December 20, 2017
How are taxes on business income calculated under tax reform? By Dominique Molina
As of the time of this writing, the House has just passed its recently approved conference version of tax reform and the Senate is scheduled to vote within days. The latest version of the bill leaves more questions than answers, particularly in the area surrounding pass-through business deductions.
On December 15, 2017 many Americans were surprised to learn the agreed upon method of applying a lower tax rate to business income includes a flat tax method on C Corporation income, while a deduction method is used for all LLCs, Partnerships, S corporations, and Sole Proprietorships. Although the Senate had passed a similar version of a deduction method in implementing tax reduction for pass-through businesses, the new version of the bill includes several new departures from the Senate’s proposal leaving many practitioners confused about the new formulas and how to calculate the applicable deduction.
For C corporations, the Republicans in House and Senate agreed upon a flat tax rate of 21% for corporations, this was slightly higher than the expected rate of 20%, and much higher than the plan released by Trump of 15%. Also a surprise, a change of heart related to personal service corporations. Originally thought to be taxed at the highest current corporate rates, Senators and Representatives instead opted for a flat tax of 25%, which is still a significant savings over current tax rates for PSCs.
Pass-through entities, however, are not so easy to calculate. Ordinarily taxed at the individual level after separately stated items are “passed-through” via Forms K-1, current pass-through income can be taxed as high as 39.6%, the current highest tax rate.
The provision in the latest version of the bill provides for a deduction in the amount of 20% of certain pass-through company income. However, the provision calls for a phase in of a wage and capital limitation for taxpayers with taxable income over a threshold of $157,500 for individuals and $315,000 for joint filers.
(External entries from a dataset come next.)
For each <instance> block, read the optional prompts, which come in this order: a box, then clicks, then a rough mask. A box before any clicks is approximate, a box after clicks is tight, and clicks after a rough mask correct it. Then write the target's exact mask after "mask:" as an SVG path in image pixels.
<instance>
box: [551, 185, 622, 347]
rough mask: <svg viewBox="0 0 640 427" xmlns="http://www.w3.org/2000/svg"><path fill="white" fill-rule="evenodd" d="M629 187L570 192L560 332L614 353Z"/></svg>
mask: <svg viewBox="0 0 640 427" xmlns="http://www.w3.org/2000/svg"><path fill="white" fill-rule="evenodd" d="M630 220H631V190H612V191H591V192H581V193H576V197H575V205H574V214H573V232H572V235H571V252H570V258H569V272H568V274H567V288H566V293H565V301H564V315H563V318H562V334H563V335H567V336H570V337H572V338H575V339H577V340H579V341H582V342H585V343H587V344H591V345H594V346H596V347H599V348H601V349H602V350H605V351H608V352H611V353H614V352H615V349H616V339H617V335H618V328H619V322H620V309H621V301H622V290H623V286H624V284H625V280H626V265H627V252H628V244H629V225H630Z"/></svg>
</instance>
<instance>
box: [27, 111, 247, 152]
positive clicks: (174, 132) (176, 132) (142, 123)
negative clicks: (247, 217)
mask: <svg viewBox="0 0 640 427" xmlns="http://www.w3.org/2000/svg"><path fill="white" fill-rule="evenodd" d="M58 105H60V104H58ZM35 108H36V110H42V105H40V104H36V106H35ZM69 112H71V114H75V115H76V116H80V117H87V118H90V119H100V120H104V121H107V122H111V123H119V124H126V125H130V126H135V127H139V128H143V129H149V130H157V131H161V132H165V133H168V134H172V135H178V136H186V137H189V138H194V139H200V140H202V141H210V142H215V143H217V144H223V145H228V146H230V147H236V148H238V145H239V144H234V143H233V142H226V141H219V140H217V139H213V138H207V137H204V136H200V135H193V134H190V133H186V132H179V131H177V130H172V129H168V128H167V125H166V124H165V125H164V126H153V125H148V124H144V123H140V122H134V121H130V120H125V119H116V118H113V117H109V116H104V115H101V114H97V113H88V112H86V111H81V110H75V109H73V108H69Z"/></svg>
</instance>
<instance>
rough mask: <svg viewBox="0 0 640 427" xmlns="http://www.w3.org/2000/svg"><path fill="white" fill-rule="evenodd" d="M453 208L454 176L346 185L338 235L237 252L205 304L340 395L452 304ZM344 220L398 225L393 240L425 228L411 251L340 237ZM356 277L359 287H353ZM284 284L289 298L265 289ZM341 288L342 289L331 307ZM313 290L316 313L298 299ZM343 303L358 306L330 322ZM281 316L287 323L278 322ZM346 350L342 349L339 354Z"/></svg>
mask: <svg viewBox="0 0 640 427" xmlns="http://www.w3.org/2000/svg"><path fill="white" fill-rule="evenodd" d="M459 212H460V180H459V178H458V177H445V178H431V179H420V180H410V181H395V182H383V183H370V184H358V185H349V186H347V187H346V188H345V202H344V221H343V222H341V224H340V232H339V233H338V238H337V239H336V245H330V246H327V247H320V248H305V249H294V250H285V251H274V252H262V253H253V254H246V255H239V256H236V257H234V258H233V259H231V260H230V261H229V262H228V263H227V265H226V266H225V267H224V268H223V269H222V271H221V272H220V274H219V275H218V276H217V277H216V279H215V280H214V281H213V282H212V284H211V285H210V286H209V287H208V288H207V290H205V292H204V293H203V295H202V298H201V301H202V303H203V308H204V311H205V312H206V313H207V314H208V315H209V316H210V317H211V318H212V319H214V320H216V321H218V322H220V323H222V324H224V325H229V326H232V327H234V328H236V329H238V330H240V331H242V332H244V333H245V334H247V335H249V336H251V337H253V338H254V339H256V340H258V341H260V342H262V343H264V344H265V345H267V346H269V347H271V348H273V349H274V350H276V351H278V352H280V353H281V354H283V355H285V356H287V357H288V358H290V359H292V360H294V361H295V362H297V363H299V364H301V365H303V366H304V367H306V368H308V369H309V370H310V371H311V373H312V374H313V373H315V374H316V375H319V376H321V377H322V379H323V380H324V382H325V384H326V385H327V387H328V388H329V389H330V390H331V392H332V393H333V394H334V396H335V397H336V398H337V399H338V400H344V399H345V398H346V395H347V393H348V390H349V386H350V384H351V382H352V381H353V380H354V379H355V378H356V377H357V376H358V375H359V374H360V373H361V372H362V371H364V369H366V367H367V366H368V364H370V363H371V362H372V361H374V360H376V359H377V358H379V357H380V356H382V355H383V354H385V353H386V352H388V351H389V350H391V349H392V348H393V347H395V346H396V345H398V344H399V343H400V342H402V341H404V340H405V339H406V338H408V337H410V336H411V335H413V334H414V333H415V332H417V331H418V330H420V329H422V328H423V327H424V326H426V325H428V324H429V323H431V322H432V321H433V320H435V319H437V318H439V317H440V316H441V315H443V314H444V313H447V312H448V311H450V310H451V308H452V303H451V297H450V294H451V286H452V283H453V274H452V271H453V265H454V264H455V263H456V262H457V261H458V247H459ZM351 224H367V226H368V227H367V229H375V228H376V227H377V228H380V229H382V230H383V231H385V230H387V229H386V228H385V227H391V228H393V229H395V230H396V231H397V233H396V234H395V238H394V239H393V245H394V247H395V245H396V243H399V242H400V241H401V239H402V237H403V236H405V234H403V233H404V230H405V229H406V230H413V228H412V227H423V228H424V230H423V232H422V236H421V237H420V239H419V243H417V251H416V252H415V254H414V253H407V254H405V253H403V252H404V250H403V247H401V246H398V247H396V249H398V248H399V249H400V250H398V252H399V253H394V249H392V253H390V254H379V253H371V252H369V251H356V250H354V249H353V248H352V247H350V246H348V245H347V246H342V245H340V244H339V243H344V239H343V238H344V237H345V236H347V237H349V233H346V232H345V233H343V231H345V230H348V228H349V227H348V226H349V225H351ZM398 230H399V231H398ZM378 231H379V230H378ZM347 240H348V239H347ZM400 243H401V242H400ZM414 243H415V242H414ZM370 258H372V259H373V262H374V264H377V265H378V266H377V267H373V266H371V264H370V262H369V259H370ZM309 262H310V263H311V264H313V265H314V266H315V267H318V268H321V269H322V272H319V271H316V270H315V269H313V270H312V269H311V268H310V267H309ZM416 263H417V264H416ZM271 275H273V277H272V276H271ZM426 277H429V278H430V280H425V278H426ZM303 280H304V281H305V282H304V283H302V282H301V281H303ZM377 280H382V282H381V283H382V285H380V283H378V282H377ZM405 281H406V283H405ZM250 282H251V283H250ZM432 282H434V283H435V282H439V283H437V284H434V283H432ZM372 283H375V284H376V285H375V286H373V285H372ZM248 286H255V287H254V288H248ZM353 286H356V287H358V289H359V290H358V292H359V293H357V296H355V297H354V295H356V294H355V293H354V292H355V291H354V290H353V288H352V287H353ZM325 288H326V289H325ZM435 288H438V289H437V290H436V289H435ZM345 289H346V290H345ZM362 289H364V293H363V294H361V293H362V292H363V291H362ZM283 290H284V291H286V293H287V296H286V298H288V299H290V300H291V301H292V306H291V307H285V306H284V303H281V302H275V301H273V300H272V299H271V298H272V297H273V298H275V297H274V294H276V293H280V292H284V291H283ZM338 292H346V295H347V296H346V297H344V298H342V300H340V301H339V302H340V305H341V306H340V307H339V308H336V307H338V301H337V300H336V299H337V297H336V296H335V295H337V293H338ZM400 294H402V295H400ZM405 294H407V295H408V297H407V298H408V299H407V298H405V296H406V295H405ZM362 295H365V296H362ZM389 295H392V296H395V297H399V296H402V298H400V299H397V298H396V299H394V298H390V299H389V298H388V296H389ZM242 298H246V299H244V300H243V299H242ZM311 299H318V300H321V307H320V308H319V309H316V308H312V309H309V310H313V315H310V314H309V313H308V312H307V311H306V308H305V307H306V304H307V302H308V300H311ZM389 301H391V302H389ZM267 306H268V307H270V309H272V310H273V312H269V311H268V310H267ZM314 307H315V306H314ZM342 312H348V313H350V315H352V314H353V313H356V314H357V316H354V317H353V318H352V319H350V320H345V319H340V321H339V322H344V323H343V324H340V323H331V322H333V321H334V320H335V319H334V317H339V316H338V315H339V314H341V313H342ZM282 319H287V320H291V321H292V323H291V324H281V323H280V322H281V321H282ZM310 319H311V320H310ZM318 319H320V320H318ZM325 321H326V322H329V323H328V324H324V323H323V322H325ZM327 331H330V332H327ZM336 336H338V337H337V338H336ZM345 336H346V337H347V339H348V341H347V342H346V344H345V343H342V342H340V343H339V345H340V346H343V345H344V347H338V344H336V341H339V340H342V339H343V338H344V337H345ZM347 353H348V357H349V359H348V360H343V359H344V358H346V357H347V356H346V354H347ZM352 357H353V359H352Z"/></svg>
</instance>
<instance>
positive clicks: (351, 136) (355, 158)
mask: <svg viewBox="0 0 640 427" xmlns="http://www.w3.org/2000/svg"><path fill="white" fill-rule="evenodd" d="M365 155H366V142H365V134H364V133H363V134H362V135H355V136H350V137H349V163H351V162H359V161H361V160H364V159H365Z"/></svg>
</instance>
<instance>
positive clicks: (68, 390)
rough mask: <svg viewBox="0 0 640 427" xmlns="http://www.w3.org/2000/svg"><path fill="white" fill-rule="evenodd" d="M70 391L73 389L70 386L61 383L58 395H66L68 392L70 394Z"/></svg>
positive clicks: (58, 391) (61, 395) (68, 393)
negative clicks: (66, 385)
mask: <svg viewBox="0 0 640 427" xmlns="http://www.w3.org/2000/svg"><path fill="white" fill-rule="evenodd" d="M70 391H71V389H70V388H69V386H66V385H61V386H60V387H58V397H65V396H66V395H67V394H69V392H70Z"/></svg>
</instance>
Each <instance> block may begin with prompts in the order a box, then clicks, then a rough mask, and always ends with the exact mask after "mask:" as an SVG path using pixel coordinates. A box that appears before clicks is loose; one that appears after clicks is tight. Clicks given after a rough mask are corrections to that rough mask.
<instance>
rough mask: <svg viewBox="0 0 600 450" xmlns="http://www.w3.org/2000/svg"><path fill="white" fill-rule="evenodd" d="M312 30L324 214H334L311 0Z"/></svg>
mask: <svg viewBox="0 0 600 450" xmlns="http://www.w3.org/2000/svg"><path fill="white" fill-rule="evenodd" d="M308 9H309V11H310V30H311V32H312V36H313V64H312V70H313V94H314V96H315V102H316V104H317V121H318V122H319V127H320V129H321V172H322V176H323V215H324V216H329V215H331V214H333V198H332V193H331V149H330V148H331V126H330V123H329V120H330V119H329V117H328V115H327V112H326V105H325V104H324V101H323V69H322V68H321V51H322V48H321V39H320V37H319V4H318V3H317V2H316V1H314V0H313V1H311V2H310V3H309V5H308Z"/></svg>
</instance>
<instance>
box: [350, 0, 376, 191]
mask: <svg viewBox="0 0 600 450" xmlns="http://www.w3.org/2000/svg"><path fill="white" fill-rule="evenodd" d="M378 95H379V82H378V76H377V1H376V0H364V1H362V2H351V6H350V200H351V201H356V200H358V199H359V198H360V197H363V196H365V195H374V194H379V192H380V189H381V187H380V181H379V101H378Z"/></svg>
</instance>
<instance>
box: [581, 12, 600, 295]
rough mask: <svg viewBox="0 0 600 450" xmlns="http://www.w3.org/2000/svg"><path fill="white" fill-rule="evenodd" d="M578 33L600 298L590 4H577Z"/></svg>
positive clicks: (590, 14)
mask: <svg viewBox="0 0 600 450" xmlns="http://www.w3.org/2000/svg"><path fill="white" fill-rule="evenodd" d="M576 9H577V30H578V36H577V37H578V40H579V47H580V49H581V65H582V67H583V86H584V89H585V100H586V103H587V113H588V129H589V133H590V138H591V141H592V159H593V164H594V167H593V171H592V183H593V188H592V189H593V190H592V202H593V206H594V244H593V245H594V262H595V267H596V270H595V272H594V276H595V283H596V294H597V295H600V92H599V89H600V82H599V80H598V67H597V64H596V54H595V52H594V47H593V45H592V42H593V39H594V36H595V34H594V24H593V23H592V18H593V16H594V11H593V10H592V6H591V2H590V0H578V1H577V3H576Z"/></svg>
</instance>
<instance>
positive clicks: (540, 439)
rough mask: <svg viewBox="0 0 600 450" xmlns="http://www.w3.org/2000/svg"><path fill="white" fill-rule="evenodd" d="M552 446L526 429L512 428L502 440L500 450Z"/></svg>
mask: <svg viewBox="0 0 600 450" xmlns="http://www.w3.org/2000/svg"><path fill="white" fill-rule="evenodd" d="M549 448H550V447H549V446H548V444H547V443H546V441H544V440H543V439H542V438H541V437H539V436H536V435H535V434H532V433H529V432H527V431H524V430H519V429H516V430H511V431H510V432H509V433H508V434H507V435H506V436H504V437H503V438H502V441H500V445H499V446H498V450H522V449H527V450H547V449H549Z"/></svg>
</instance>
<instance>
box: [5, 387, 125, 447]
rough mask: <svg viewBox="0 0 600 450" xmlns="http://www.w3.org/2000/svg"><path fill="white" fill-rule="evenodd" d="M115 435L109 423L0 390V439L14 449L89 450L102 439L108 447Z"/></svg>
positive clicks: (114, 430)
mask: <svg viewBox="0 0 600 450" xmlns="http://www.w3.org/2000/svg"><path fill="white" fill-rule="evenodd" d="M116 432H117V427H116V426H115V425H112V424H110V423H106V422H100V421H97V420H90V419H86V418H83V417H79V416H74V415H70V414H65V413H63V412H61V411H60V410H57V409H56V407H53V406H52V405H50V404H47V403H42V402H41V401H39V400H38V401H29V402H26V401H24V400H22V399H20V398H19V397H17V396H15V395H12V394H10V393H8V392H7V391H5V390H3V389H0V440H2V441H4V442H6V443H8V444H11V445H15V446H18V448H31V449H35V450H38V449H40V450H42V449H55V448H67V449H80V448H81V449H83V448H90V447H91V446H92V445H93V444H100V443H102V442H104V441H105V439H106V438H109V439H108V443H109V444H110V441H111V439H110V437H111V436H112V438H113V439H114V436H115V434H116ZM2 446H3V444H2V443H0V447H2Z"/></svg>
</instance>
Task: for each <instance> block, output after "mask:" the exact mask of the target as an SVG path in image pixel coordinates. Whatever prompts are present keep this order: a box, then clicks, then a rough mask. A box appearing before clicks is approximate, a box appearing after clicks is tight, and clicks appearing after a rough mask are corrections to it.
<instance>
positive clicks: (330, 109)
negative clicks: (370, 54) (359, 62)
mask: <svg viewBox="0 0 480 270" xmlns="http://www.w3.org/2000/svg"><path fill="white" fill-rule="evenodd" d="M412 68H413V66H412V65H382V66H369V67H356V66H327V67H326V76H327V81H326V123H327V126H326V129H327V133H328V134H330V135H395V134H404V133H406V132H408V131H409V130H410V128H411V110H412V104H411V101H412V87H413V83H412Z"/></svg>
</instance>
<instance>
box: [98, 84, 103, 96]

In order to apply the wage and capital limitation for taxpayers earning over the threshold, it is first necessary to calculate 20% of the qualified net business income. Each trade or business activity income is calculated separately. Next, the taxpayer selects the higher of one of two factors. Factor one equals 50% of wages paid and deducted through the company. Factor two consists of the sum of 25% of company wages and 2.5% of qualified unadjusted property. Once the greater of these two factors is determined, the taxpayer uses the lesser of the wage and capital limitation or the percentage of business income factor as their deduction.
Additionally, the same threshold amounts apply to limit a personal service company’s ability to participate in the 20% deduction. For personal service pass-through entities whose owners’ taxable income exceeds the above mentioned thresholds, an exclusion of qualified business income and wages are phased in beginning at the threshold limits mentioned, and are completely phased in when taxable incomes reach $207,500 for individuals and $415,000 for joint filers.
Further direction will be provided by the Secretary of the Treasury for instructions on how to claim the deduction, but the bill specifies the deduction is not to be used in reducing adjusted gross income.
The method comes as a shock to many voters who assumed tax breaks would not be included in the bill for passive activities like real estate; and one might assume under the wage limitation, that real estate investment companies may not benefit from the provision given they typically have few wages. However with the ability to use the greater of the 50-percent wage factor or a 25-percent wage plus 2.5-percent capital factor, investors can also benefit from the business income deductions.
Many tax professionals are asking similar questions such as “what is considered qualified property?” or “which wages are used in the wage limitation calculation?” Qualified Property means tangible property of a character subject to depreciation that is held by, and available for use in, the qualified trade or business at the close of the taxable year. The property must be used in the production of qualified business income, and for which the depreciable period has not ended before the close of the taxable year. Wages paid by the company refers to all company wages including wages paid to employees of the business.
While tax pros may have a difficult time ahead getting used to the new laws (should the law pass as stated this week) there may be one group of professionals who have a more difficult challenge ahead. The Treasury has not only been tasked with determining the compliance reporting for this and all other provisions of the tax reform package, but they also need to provide procedures and interpretations, as well as anticipate potential hole in the new methodology to ensure there are counter measures enacted to prevent abuse. All this, and still launch tax season timely, release the 2017 compliance forms and still act as enforcement and collection. We can all take comfort in knowing we’re not the only ones on the planet struggling with the new policy.